Au fond, il est rigoureusement impossible de spoiler ce court roman. Même le pitcher, c’est pas simple. C’est l’histoire de jeunes riches qui ne font rien. Parfois au bord d’une piscine, mais pas forcément. Et à force de rien faire, ben rien, il ne se passe rien non plus.
Flaubert, encore lui, a dit une chose comme « le plus bête, c’est de conclure » (3). C’est un autre point commun entre lui et Bret Easton Ellis. Le début, on s’en fout ; la fin, on s’en contrefout. C’est le milieu qui compte. Voilà.

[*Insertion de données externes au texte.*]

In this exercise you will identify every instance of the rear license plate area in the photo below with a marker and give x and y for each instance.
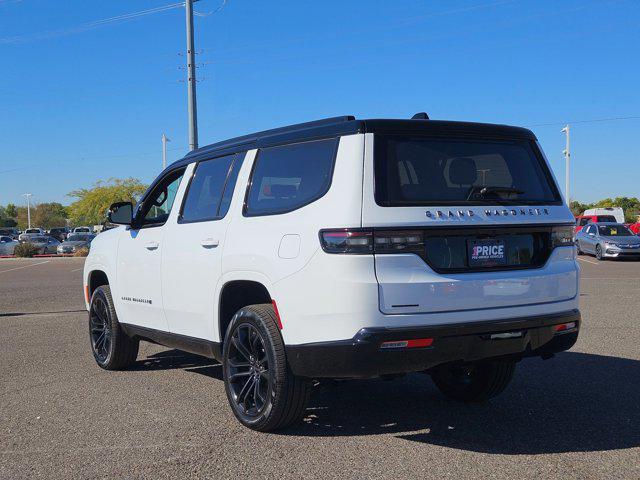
(486, 253)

C’est ça un bon roman : un milieu. Une plongée dans un milieu, une société, une époque, une façon de vivre ; bref, c’est Henry James, Zola, Gogol, c’est Moins que zéro. Welcome to Los Angeles.
C’est bien joli tout ça, mais dans le fond, et à la surface aussi, c’est pas un peu creux un livre sur rien ? Et bien, figurez-vous que ce serait plutôt le contraire. Il ne doit pas se passer une semaine sans que je pense à ce petit roman d’Ellis que j’ai lu à l’âge de 17 ans – quand j’étais encore un minimum sérieux. Il m’avait tellement terrorisé que je l’avais offert à ma copine : j’espérais sans doute qu’elle partagerait ma peine. Et je me souviens très bien de ce qu’elle m’avait dit, à mi-chemin, à la page 101 mettons : « C’est horriiiiiiiible ». Ensuite, elle avait pleuré, pleuré, pleuré...
Qu’est-ce qui la faisait pleurer à ce point ? Qu’y a-t-il de si horriiiiiible dans ce petit roman à part des jeunes gens qui écoutent M.T.V. sans le son ? Rien. Mais c’est tout le problème. Car ces jeunes gens ont l’air terriblement vrais, plus vrais que n’importe quel héros à la vie hautement romanesque. Clay et ses potes nous forcent à regarder ce dont la nature a horreur : le vide. Et pour une fois, ce n’est pas ce que les personnages se disent qu’on entend, c’est l’espace entre les mots. Et ce n’est pas les étoiles qu’on voit, c’est tout ce qu’il y a autour. Clay et ses potes ont l’air d’autistes qui flottent dans un gaz indéterminé, mais ils n’ont pas l’air bizarres, ou étranges, ou californiens pour autant. Pas du tout. En fait, ils ont l’air tout à fait comme toi, comme moi, comme beaucoup de gens, comme nous. Nous : les hommes et les femmes nés après 1945 dans un lieu qu’on appellera l’Occident. Et c’est cela qui fait peur. Et c’est cela qui donne le vertige. Tout ce vide. Ce grand vide dans lequel, au fond, on pourrait entrevoir une envie de plonger. Un doute. Une faille dans notre volonté d'exister.
(1) Je n’invente rien. Le meilleur glacier de la plus belle ville d’Andalousie s’appelle « Los Italianos » ; Calle Gran Vía de Colón, 4.
(2) « Les gens ont peur de se retrouver sur les autoroutes de Los Angeles ». Less than zero est si bien traduit qu’il n’y avait pas 36 000 possibilités. Seul un magnifique, irréprochable, immense traducteur pouvait avoir fait ça… Vous avez bien sûr reconnu THE Brice Matthieussent (Christian Bourgois Editeur puis, pour le format poche, Editions 10/18).
(3) La citation exacte est : « L’ineptie consiste à vouloir conclure », lettre à Louis Bouilhet du 4 septembre 1850.